The study was published online May 17 in JAMA Network Open.

Lack of transparency in randomized controlled trials remains a “pressing concern,” despite efforts to make protocols available and require clinical trial registration. And it’s unclear how often clinical trials report changes in primary endpoints.

To assess the frequency of reported primary endpoint changes, Ludmir and colleagues used three methods to determine whether oncology clinical trials underwent such a change. The researchers tracked the history of changes in ClinicalTrials.gov, self-reported changes noted in published manuscripts, as well as changes reported within available versions of protocol documents among 755 randomized controlled cancer trials.

Overall, the team found that 19% of trials underwent primary endpoint changes during the trial, but the rates of primary endpoint changes detected using the three methods varied considerably. The highest rate of changes was detected in published protocols (28%), followed by ClinicalTrials.gov (16%), and self-reported (6%).

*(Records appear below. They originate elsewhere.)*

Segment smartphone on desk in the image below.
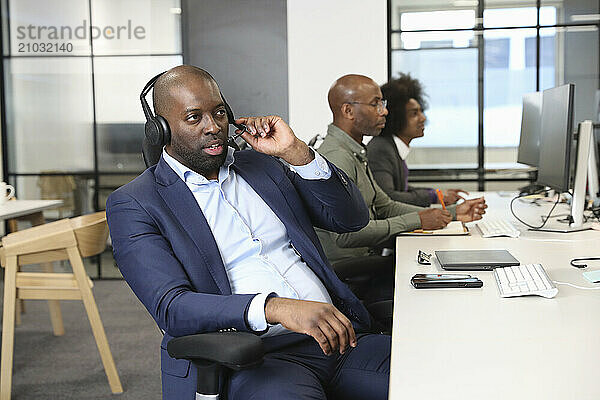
[410,274,483,289]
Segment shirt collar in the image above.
[162,146,235,185]
[327,124,367,161]
[394,135,410,160]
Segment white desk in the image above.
[0,200,63,221]
[389,193,600,400]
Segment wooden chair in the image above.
[7,197,65,336]
[0,212,123,400]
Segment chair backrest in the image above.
[2,211,108,265]
[69,211,108,257]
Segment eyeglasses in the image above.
[348,100,387,114]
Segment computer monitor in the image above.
[517,92,543,167]
[537,83,575,193]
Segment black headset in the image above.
[140,71,248,148]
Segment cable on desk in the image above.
[570,257,600,268]
[552,281,600,290]
[510,189,560,230]
[519,236,598,243]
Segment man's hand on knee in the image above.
[265,297,356,355]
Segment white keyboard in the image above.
[477,218,521,238]
[494,264,558,299]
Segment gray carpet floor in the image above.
[0,281,162,400]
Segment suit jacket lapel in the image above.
[154,157,231,294]
[232,157,306,242]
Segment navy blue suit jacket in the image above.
[106,151,370,399]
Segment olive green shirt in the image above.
[316,124,455,263]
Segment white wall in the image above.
[287,0,387,141]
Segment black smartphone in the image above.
[410,276,483,289]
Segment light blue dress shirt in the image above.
[162,147,331,336]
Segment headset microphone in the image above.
[140,71,248,150]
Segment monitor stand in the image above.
[535,120,593,233]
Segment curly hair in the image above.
[381,73,427,136]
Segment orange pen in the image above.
[435,189,446,210]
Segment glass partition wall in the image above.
[1,0,183,278]
[388,0,600,190]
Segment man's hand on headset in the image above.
[235,115,315,165]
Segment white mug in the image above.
[0,182,15,205]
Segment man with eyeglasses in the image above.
[317,75,487,268]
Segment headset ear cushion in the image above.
[144,118,162,146]
[154,115,171,146]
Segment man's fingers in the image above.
[308,327,332,355]
[333,308,356,347]
[319,320,340,352]
[327,314,349,354]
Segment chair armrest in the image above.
[167,332,265,370]
[332,256,395,281]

Across all methods, primary endpoint changes were detected at higher rates when multiple versions of a trial protocol were available vs just one or no version (32% vs 16%).

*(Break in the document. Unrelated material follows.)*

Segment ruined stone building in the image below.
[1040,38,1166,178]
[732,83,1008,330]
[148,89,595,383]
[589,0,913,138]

The most frequent primary endpoint changes involved reporting a primary endpoint as a secondary endpoint (34%), making a change to the primary endpoint definition (32%), and changing a secondary endpoint to a primary endpoint (30%).

Among the 120 trials with changes that were observed on ClinicalTrials.gov, 63 (52.5%) had changes that occurred after the reported primary study completion date.

Of 145 trials with primary endpoint changes, 61% (89 trials) were positive compared with only 51% (309 of 610 trials) without a primary endpoint change. In multivariable analysis, a primary endpoint change was independently associated with trial positivity (odds ratio, 1.86; P = .003).

Overall, “we detected a high rate of [primary endpoint] changes among active cancer [randomized controlled trials] that occurred after trial initiation,” and these were “markedly underreported in published articles.” the authors concluded. “The findings suggest that revision of journal policies to require trialists to publish and report [primary endpoint] changes within the article and to provide protocols with multiple versions for reference is needed.”

“Our data suggest that, as with many things, sunshine is the best sterilizer and it’s been policy among many journals to insist that the trial protocol is included concurrently with publication of trial results,” Ludmir said.

Support for the study was provided by grants from the National Cancer Institute, the Sabin Family Fellowship Foundation, the Fund for Innovation in Cancer Informatics, and others. Ludmir has no relevant disclosures.